《MUMEI》
突然…
.

不思議に思いながら、わたしが、なに?と尋ねると、彼女はほほ笑んだまま、答えた。


「具合、悪そうね?」



…………は??



わたしはいたって健康で、今日だって特に具合が悪かったことなんか、一度もなかった。

いきなりそんなことを言い出した、彼女の真意がわからない……。

戸惑いながら、そんなことないよ、と答えたのだが、小田桐さんは聞く耳を持たず、



「よく見たら、顔色も悪いし」



そう、続けた。
彼女がなにを考えているのかさっぱり読めなくて、恐怖したわたしは、無言で必死に首を振る。さすがに、隣の巴も不思議そうな顔をしていた。

それでも小田桐さんは引かなかった。

ズイッと顔をわたしに近づけて、あらあら…と驚いたような声をあげる。


「目も充血してるわね」


「ね、寝不足なんだよね」


「肌荒れも」


「昨日、寝る前にチョコレート食べちゃったから」


「髪の毛も、ツヤがないわよ」


「この前からシャンプー変えて」


小田桐さんが言ったことに、いちいち答えていた。
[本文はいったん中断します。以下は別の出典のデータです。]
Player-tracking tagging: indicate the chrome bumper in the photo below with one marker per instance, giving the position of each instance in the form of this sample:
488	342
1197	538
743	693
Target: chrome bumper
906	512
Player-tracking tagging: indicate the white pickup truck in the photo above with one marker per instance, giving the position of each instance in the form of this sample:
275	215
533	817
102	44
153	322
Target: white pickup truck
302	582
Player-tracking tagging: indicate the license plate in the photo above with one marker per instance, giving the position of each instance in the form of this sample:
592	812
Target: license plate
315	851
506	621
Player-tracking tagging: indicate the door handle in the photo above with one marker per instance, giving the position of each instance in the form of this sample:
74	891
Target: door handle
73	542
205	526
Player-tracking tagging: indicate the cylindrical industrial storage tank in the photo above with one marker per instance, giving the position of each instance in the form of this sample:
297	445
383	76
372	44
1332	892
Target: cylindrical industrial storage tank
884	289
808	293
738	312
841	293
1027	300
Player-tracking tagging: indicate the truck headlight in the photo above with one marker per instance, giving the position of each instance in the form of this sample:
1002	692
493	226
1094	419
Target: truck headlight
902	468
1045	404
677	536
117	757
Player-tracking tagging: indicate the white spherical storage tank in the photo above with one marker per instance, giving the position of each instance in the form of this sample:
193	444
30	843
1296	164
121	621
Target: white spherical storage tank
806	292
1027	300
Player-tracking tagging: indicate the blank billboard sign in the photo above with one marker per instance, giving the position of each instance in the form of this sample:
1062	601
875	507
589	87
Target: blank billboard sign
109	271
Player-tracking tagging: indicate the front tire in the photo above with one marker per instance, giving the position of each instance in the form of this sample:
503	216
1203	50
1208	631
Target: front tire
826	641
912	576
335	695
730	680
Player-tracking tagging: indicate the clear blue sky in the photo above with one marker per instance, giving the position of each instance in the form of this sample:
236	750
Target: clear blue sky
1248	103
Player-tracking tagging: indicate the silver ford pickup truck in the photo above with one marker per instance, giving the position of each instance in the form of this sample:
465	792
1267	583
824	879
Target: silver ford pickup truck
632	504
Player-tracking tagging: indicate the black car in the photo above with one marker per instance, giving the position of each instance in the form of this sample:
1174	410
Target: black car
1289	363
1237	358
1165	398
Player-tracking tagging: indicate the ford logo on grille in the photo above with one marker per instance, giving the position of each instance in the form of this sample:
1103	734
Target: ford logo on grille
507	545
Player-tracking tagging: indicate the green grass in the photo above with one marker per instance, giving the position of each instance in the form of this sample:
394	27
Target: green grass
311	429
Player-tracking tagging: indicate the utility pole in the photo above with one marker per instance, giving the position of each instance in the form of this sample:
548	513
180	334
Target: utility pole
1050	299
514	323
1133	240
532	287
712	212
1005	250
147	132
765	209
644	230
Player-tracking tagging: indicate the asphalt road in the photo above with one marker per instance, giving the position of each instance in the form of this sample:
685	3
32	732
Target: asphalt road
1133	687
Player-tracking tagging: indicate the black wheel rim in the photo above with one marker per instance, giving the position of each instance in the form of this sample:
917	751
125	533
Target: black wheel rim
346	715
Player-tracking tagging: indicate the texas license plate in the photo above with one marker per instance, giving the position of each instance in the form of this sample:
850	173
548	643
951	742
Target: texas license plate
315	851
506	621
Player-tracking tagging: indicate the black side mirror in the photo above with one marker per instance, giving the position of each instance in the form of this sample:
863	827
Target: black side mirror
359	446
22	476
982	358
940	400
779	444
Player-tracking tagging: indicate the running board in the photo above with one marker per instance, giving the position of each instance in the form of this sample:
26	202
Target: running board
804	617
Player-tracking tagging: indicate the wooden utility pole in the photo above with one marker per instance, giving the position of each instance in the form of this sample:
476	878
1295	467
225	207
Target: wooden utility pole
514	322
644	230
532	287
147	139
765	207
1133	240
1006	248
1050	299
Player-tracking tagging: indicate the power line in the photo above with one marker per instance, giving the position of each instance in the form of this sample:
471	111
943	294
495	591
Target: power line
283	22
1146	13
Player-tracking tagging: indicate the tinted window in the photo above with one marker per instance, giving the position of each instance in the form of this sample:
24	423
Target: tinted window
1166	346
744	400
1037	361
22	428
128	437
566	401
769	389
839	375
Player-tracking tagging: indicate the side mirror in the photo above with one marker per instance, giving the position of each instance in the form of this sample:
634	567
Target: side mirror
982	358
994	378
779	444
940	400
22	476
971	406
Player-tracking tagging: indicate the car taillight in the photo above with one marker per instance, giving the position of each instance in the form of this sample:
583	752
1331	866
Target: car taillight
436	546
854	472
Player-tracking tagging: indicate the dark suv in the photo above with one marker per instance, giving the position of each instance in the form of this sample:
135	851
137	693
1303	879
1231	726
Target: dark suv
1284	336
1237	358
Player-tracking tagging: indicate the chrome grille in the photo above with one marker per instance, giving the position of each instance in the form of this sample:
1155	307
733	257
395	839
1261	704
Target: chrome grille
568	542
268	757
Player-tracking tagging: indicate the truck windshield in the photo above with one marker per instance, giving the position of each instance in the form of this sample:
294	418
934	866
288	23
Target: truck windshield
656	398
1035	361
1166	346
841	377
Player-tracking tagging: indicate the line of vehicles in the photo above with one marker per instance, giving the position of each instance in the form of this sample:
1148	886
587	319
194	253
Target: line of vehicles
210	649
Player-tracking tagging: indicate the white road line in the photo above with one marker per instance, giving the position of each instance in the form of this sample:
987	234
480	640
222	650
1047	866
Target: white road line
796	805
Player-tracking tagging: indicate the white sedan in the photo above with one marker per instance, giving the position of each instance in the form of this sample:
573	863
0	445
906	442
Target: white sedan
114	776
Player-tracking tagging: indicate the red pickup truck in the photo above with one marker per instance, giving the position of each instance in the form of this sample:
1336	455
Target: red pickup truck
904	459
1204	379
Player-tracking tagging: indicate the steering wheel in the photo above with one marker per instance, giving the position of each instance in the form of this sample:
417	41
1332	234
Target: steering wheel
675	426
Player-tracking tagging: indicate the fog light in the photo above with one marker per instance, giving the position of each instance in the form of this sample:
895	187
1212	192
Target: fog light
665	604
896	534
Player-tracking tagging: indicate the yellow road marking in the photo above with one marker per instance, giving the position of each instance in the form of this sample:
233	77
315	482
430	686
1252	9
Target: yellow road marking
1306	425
沈黙したら、負けだ、と思った。だから、なんでもいいから、口を開いた。

すると、彼女は困惑するわたしの耳元で、囁いた。



「ソウが待ってる…」



……………え?



わたしは顔をパッと輝かせ、小田桐さんを見上げると、


「ソウさんがッ!?」


と、声をあげた。

それを、すかさず小田桐さんが、わたしの口を両手で覆い、言葉を遮った。

隣の巴が、敏感に反応して、眉をつりあげる。


「今、ソウって言った??」


小田桐さんは巴の質問を無視して、わたしにほほ笑みかける。


「やっぱり、具合悪かったんだね〜!こりゃ、保健室行った方がいいかもね〜!!」


早口でまくし立てると、彼女はわたしの腕をつかんだかと思ったら、目にも留まらぬ速さで教室から出て行った。


遠くから、巴の呼ぶ声が、聞こえた…。